研究課題/領域番号 |
20H03778
|
研究種目 |
基盤研究(B)
|
配分区分 | 補助金 |
応募区分 | 一般 |
審査区分 |
小区分55060:救急医学関連
|
研究機関 | 筑波大学 |
研究代表者 |
後藤 行延 筑波大学, 医学医療系, 講師 (20451700)
|
研究分担者 |
平松 祐司 筑波大学, 医学医療系, 教授 (30302417)
揚山 直英 国立研究開発法人医薬基盤・健康・栄養研究所, 医薬基盤研究所 霊長類医科学研究センター, 主任研究員 (50399458)

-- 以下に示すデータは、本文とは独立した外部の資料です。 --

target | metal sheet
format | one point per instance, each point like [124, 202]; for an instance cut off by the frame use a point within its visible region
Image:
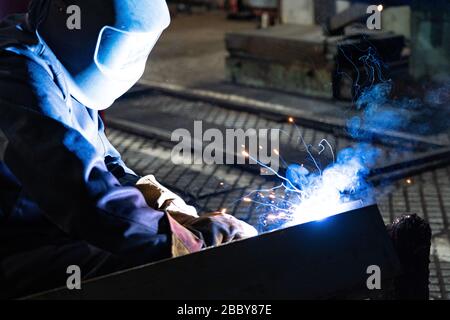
[321, 259]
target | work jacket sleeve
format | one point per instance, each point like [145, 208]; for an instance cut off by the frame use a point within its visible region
[67, 177]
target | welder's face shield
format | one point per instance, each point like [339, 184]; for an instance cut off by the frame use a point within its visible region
[105, 57]
[122, 55]
[119, 62]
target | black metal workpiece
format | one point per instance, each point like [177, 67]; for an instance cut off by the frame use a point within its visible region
[316, 260]
[411, 237]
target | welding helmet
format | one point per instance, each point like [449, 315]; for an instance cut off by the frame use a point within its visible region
[103, 45]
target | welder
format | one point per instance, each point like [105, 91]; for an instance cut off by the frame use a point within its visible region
[66, 196]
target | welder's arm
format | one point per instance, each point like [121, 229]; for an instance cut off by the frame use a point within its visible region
[69, 180]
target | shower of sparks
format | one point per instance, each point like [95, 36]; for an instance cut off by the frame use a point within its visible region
[304, 196]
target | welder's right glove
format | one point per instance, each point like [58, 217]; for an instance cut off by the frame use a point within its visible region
[218, 228]
[160, 198]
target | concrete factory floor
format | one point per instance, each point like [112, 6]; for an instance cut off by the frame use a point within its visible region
[187, 68]
[191, 56]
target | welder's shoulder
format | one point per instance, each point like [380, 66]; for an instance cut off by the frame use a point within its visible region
[27, 83]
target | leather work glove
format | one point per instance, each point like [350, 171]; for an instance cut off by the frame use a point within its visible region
[218, 228]
[213, 228]
[160, 198]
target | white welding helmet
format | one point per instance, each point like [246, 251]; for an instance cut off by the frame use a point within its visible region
[107, 54]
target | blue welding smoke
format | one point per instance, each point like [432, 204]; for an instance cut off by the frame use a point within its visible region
[311, 196]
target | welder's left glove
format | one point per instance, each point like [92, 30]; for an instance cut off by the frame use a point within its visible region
[160, 198]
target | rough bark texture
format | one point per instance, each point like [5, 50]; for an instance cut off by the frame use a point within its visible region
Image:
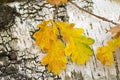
[20, 57]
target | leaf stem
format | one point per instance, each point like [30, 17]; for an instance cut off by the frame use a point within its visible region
[102, 18]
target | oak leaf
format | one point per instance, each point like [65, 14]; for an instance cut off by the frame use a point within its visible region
[115, 30]
[77, 45]
[55, 58]
[61, 40]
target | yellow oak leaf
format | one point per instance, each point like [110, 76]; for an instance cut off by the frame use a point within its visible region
[43, 37]
[105, 53]
[115, 30]
[56, 2]
[55, 59]
[61, 40]
[77, 45]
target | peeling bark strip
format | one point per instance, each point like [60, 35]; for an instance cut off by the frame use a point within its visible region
[102, 18]
[27, 65]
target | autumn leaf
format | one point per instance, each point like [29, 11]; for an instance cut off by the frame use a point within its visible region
[61, 40]
[43, 36]
[115, 30]
[56, 2]
[105, 53]
[55, 59]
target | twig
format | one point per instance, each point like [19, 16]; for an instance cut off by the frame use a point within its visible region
[102, 18]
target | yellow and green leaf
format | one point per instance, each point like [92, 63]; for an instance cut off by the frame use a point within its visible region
[61, 40]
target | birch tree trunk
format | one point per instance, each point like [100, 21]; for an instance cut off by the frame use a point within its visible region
[18, 39]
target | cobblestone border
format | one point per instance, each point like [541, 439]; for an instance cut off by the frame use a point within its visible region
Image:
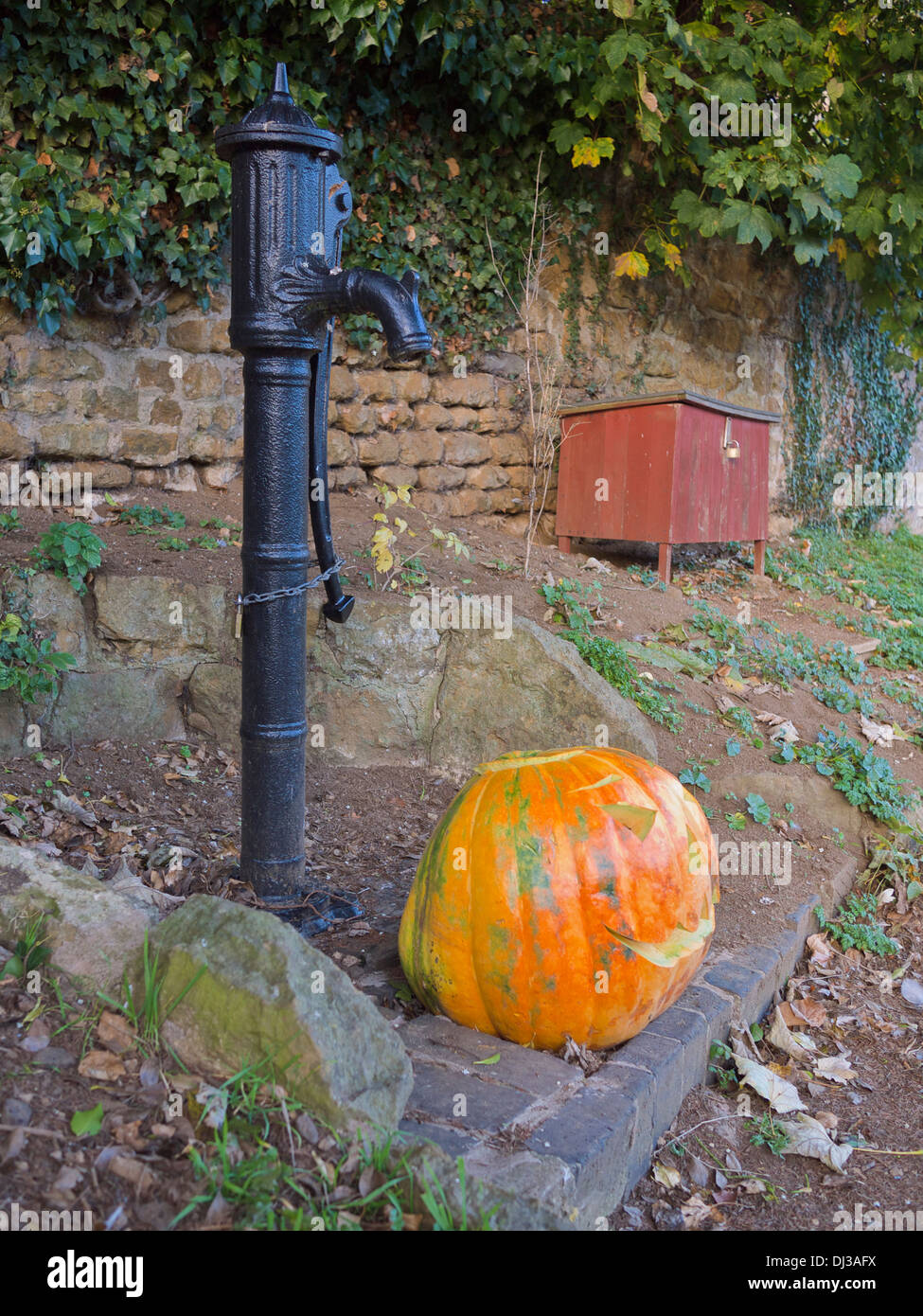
[541, 1133]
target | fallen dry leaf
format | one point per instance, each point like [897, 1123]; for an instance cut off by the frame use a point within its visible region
[778, 1092]
[785, 1040]
[808, 1137]
[834, 1067]
[806, 1011]
[115, 1032]
[821, 949]
[697, 1212]
[666, 1175]
[132, 1170]
[879, 733]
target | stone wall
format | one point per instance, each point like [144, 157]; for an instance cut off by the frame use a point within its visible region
[158, 404]
[383, 691]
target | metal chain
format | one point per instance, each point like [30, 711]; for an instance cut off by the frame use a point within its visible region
[244, 599]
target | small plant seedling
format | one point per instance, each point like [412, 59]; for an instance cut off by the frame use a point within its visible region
[70, 549]
[696, 775]
[758, 809]
[858, 927]
[765, 1133]
[29, 951]
[721, 1065]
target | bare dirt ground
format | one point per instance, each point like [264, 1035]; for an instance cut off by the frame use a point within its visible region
[366, 829]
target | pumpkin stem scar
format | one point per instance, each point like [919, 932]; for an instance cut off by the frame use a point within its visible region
[501, 765]
[603, 780]
[666, 953]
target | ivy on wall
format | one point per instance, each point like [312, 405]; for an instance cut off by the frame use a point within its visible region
[111, 192]
[110, 188]
[843, 391]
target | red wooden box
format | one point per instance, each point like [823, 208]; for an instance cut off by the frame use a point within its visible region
[666, 468]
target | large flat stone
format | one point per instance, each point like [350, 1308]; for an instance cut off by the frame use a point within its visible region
[155, 617]
[127, 702]
[90, 928]
[531, 691]
[262, 992]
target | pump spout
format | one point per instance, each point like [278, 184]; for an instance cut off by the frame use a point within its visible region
[312, 293]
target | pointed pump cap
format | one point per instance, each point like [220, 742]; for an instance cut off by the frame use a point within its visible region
[278, 122]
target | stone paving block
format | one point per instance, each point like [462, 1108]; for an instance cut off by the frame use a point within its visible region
[790, 944]
[689, 1028]
[741, 981]
[488, 1104]
[768, 964]
[593, 1134]
[437, 1040]
[661, 1057]
[639, 1087]
[715, 1009]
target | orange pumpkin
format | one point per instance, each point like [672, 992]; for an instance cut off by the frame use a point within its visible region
[562, 893]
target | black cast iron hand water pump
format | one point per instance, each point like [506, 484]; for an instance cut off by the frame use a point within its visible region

松原 宗明 筑波大学, 医学医療系, 講師 (30743679)
井上 貴昭 筑波大学, 医学医療系, 教授 (60379196)
佐藤 幸夫 筑波大学, 医学医療系, 教授 (10312844)
|
研究期間 (年度) |
2020-04-01 – 2024-03-31
|
研究課題ステータス |
交付 (2023年度)
|
配分額 *注記 |
16,770千円 (直接経費: 12,900千円、間接経費: 3,870千円)
2023年度: 4,550千円 (直接経費: 3,500千円、間接経費: 1,050千円)
2022年度: 4,290千円 (直接経費: 3,300千円、間接経費: 990千円)
2021年度: 3,900千円 (直接経費: 3,000千円、間接経費: 900千円)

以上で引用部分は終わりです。